Víctor nació en Potosí pero hace dos décadas que se instaló en la ciudad. Desde entonces, al igual que Adalí, armó su descendencia y levantó con mucho esfuerzo una próspera empresa familiar a la que bautizó con el nombre de su primer hijo y que al día de hoy tiene 8 sucursales: las tiendas Luis Miguel.
“Con Víctor nos juntábamos siempre a jugar fútbol con otros bolivianos. Ahí salió la idea de armar una comparsa de caporales. De chico yo bailaba y lo llevo en el corazón y me ofrecí a enseñarles a los chicos. El sábado y domingo fueron los carnavales en Oruro. No puedes imaginar la fiesta que es eso”, dice Adalí y puede verse en sus ojos achinados el recuerdo del color de la fiesta.
–¿Cómo fue incorporarse al carnaval de Santa Rosa?
–Al principio temíamos que a la gente no le gustara. Pero por suerte la organización nos abrió la puerta y nos ganamos el aplauso de la gente todas las noches. El sábado estuvimos muy preocupados porque los trajes no llegaban. Los encargamos directamente en Oruro y recién llegaron dos horas antes de la presentación. Están hechos el 70 `por ciento a mano, y aquí cuestan como 9 o 10 mil pesos.
–En los últimos años, el gobierno de Evo Morales puso al Carnaval de Oruro en un lugar central de la cultura boliviana ¿Qué pensás de la gestión del presidente aymara?
–Se ha notado bastante el cambio con este nuevo gobierno.
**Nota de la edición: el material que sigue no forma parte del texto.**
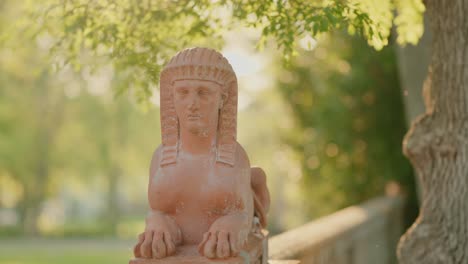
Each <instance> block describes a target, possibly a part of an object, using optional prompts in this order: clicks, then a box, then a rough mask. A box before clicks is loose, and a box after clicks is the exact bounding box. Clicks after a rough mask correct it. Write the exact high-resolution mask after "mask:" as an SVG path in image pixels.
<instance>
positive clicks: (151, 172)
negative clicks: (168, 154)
mask: <svg viewBox="0 0 468 264" xmlns="http://www.w3.org/2000/svg"><path fill="white" fill-rule="evenodd" d="M161 155H162V144H161V145H159V146H158V147H157V148H156V149H155V150H154V152H153V156H152V157H151V163H150V170H149V175H150V177H151V175H154V174H155V173H156V171H157V170H158V168H159V164H160V163H161Z"/></svg>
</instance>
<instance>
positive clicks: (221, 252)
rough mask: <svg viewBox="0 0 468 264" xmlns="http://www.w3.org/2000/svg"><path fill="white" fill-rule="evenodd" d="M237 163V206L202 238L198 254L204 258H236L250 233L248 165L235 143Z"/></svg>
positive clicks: (218, 222)
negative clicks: (232, 256) (229, 257)
mask: <svg viewBox="0 0 468 264" xmlns="http://www.w3.org/2000/svg"><path fill="white" fill-rule="evenodd" d="M237 150H238V151H237V152H238V153H237V162H238V163H237V162H236V163H237V164H236V166H238V168H239V169H240V171H241V173H240V175H236V177H239V186H237V194H238V198H239V204H240V206H239V207H238V208H236V210H233V211H232V212H230V213H228V214H227V215H224V216H222V217H220V218H218V219H217V220H216V221H215V222H214V223H213V224H212V225H211V227H210V229H209V230H208V232H206V233H205V234H204V236H203V240H202V242H201V243H200V244H199V248H198V249H199V252H200V254H202V255H204V256H205V257H208V258H226V257H230V256H235V255H237V254H238V253H239V252H240V250H241V249H242V247H243V246H244V244H245V242H246V241H247V237H248V234H249V233H250V230H251V227H252V220H253V214H254V213H253V211H254V202H253V193H252V189H251V173H250V163H249V160H248V157H247V154H246V153H245V151H244V149H243V148H242V147H241V146H240V145H239V144H238V148H237Z"/></svg>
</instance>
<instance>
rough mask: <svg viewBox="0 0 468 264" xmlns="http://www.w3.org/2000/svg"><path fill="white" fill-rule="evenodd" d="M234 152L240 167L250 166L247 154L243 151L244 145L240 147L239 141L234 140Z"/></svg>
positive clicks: (246, 166)
mask: <svg viewBox="0 0 468 264" xmlns="http://www.w3.org/2000/svg"><path fill="white" fill-rule="evenodd" d="M236 152H237V161H238V162H239V164H240V165H241V166H242V167H244V166H245V167H248V168H250V161H249V156H248V155H247V152H245V149H244V147H242V145H241V144H239V142H236Z"/></svg>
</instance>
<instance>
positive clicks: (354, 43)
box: [278, 33, 415, 217]
mask: <svg viewBox="0 0 468 264" xmlns="http://www.w3.org/2000/svg"><path fill="white" fill-rule="evenodd" d="M278 76H279V81H280V86H279V88H280V90H281V91H282V93H283V96H284V97H285V98H286V99H287V100H288V101H289V102H290V107H291V109H292V111H293V113H294V114H293V117H294V120H295V124H296V125H295V127H296V129H295V130H292V131H289V132H288V133H286V134H285V140H286V142H289V145H290V146H293V148H294V149H295V151H296V152H297V153H298V157H299V158H300V159H301V164H302V166H303V167H302V171H303V175H304V176H303V180H304V183H305V184H304V192H305V193H306V195H307V196H308V199H307V201H308V203H307V206H308V212H309V214H310V215H311V216H313V217H317V216H321V215H324V214H328V213H331V212H333V211H335V210H337V209H340V208H343V207H345V206H349V205H352V204H356V203H360V202H362V201H364V200H367V199H370V198H371V197H375V196H378V195H381V194H383V193H384V191H385V190H384V188H385V185H386V183H388V182H390V181H395V182H398V183H400V184H401V185H403V186H404V188H405V189H406V190H408V192H409V193H412V194H414V183H413V177H412V176H411V175H412V172H411V167H410V165H409V163H408V162H407V160H406V159H405V158H404V157H403V155H402V153H401V141H402V139H403V135H404V133H405V131H406V128H405V123H404V113H403V105H402V99H401V96H400V89H398V87H399V81H398V75H397V68H396V61H395V55H394V52H393V47H391V46H390V47H386V48H384V49H382V51H380V52H376V51H375V50H372V49H370V48H369V47H367V45H366V43H365V41H363V40H361V39H359V38H356V37H350V36H348V35H347V34H344V33H336V34H330V35H327V36H324V37H323V38H322V39H320V40H319V42H318V45H317V47H315V49H314V50H313V51H312V52H309V53H306V52H303V53H301V55H300V56H299V57H297V58H296V59H295V60H293V61H292V62H291V63H290V66H289V68H288V69H287V70H283V71H281V72H280V73H279V74H278ZM411 199H412V200H411V202H415V197H414V196H412V197H411ZM410 217H411V216H410Z"/></svg>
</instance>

Yo he vuelto muchas veces a mi tierra, pero la verdad es que ya no puedo regresarme. Mi vida ya la hice aquí.
Saya.
Son las 22.15 y La Nueva Unión avanza lento detrás de una Toyota blanquísima, vestida con telares coloridos. Por los parlantes instalados en la caja, sale la música de los Kjarkas, un grupo tradicional del altiplano. En el capó, sosteniendo el estandarte, va la candidata a reina de la comparsa, una jovencita de buen porte y belleza originaria que se empeña en sacarse la nieve artificial que le tiran los niños al paso. Después vienen las bailarinas con sus polleras cortísima y circulares, sus sacos brillantes de pana y el bombín que les corona la cabellera parda, que cae siempre en una trenza. Más atrás, los bailarines hombres casi atletas, hacen temblar el asfalto con su zapateo de botas azules y los cascabeles suenan como una letanía, una música ancestral que invoca a la madre tierra y que parece decir ‘acá estamos, ésta es la fuerza boliviana’. Luego la gente aplaude y el maestro Adalí, el hombre que trajo el carnaval de Oruro a La Pampa, se toca el pecho, saluda con su sombrero y mira el cielo como diciendo gracias.